Dès les années 1930 la municipalité débattait sur l’opportunité de se servir du Carnaval de Venise pour relancer le tourisme hivernal.
Dès avant le XVIIIème siècle le carnaval était une affaire lucrative, qui faisait venir à Venise de nombreux étrangers qui y dépensaient sans compter. Les commerçants et les responsables d’agences de voyages et de structures hôtelières cherchèrent longtemps à étaler la saison touristique pendant les mois d’hiver.
La vie de ce nouveau Carnaval n’a pas toujours été facile, en 1991 par exemple, en pleine guerre du Golfe, les masques furent interdits pour des raisons de sécurité.
En 2010, lors de la présentation des trente ans du Carnaval, si l’élu de la région exaltait ses traditions, le président de Venezia Marketing & Eventi, déjà chargé de sa gestion, l’appréhendait comme un phénomène de nature socio-économique apte à gagner sa qualité de patrimoine du futur. Il est selon lui nécessaire de renforcer sa dimension spectaculaire. A cette fin, il convient, toujours selon Pietro Rosa Salva, de satisfaire à une demande de style, d’élégance dans l’art de masquer, à une exigence d’italianité dans l’accueil des hôtes étrangers?
Du nouveau Carnaval la vision commerciale n’échappe à personne.
On peut retenir la vision agacée de Philippe Solers, partageant celle de nombreux observateurs qui estiment sans intérêt et marginal le Carnaval des photographes, au point qu’il ferait plus de tort qu’autre chose à la ville et son image.
"Le spectacle publicitaire m’ennuie. Rien n’est plus faux, parodique et grimaçant que le Carnaval moderne de Venise. C’est un truc d’écran pour couturiers et sponsors divers. Du bruit, de la laideur, le outrance, des masques empilés sur des masques, des contorsions pour la caméra, aucun érotisme bien entendu…" (Philippe Sollers, Dictionnaire amoureux de Venise, 2004)
Le Carnaval de Venise, de tout temps à été, aussi, une affaire de commerce et de tourisme. De tout temps, Venise au moment du Carnaval s’est empli de visiteurs venus du monde entier.
Ce qui, peut-être de nos jours, le rends moins supportable, c’est que le rapport des équilibres s’est inversé : les 56.000 vénitiens qui résident encore dans la cité historique se retrouvent envahis, pendant dis jours, par un nombre de touristes parfois dix fois supérieur, qui viennent consommer, vite, très vite, puis repartent sans avoir rien vu d’autre que ce que les marchands veulent bien leur faire voir.
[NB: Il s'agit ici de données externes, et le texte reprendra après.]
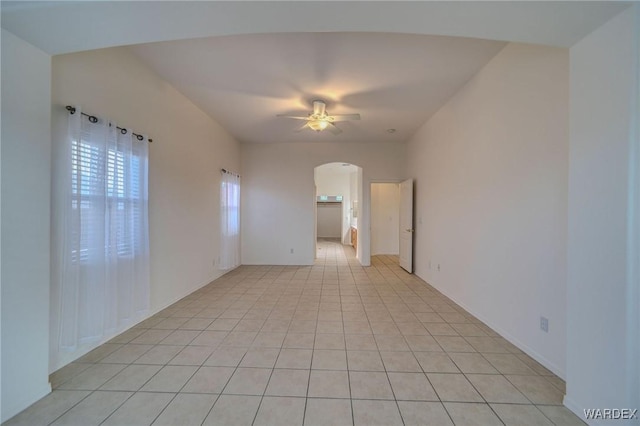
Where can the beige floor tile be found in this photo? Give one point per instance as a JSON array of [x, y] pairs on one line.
[[561, 416], [180, 337], [360, 342], [472, 414], [288, 383], [192, 355], [151, 337], [400, 361], [495, 388], [468, 330], [486, 345], [141, 409], [325, 359], [196, 324], [295, 358], [387, 327], [102, 351], [418, 413], [433, 362], [277, 411], [329, 341], [521, 415], [248, 381], [186, 409], [329, 327], [233, 410], [66, 373], [384, 328], [412, 387], [94, 409], [223, 324], [159, 354], [170, 323], [48, 408], [370, 413], [132, 378], [471, 362], [391, 343], [93, 377], [329, 384], [209, 338], [170, 379], [242, 339], [303, 326], [370, 385], [453, 387], [537, 389], [209, 380], [269, 340], [260, 357], [422, 343], [454, 344], [508, 364], [299, 341], [328, 412], [226, 357], [357, 327], [364, 361], [429, 317], [126, 354]]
Le tourisme du XIXème siècle est une entreprise industrielle, déshumanisée, destructrice et dévorante. Le Carnaval de Venise s’est retrouvé victime de la déréglementation des marchés et la disparition progressive, partielle ou totale, des services publics au profit du secteur privé. Quand les intérêts privés du capitalisme sauvage s’emparent de la culture et de l’histoire d’un cité, on ne peut rien en attendre de bon.
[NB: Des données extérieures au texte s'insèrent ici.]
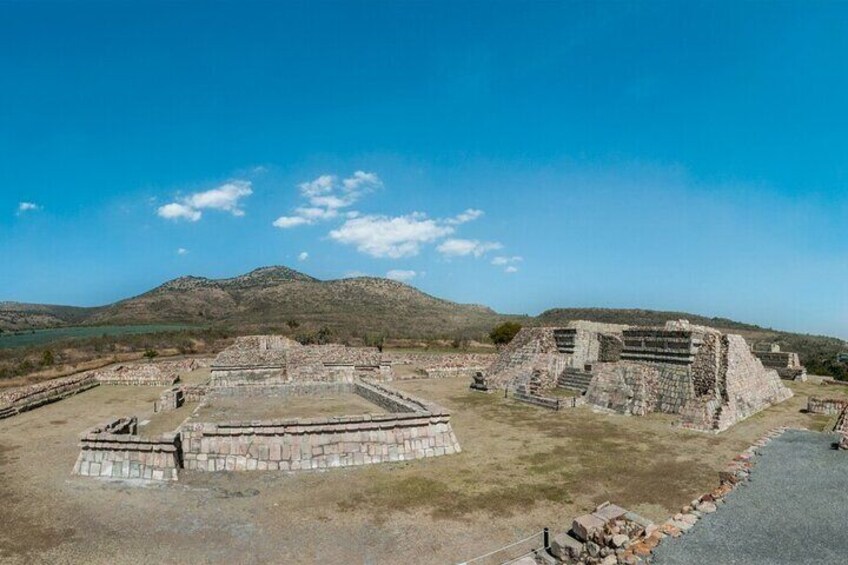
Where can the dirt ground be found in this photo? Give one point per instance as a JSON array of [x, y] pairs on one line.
[[521, 468], [271, 408]]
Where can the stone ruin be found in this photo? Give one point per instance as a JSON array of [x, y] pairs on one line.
[[274, 366], [161, 373], [786, 363], [711, 379], [553, 352], [277, 359]]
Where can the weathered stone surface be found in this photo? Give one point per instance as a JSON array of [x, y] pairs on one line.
[[608, 512], [584, 527], [566, 547]]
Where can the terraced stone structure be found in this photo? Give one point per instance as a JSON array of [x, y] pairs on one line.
[[412, 429], [550, 351], [786, 363], [162, 373], [115, 451], [711, 379], [277, 359]]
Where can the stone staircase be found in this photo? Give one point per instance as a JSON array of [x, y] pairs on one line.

Si nous souhaitons que Venise ne devienne pas un Veniceland vidé de ses habitants, dont le Carnaval serait une des attractions remarquables, c’est donc à nous tous, ses acteurs, vénitiens résidents, costumés venus du monde entier, ou spectateurs anonymes à nous préoccuper de l’avenir de la Sérénissime et de son Carnaval séculaire.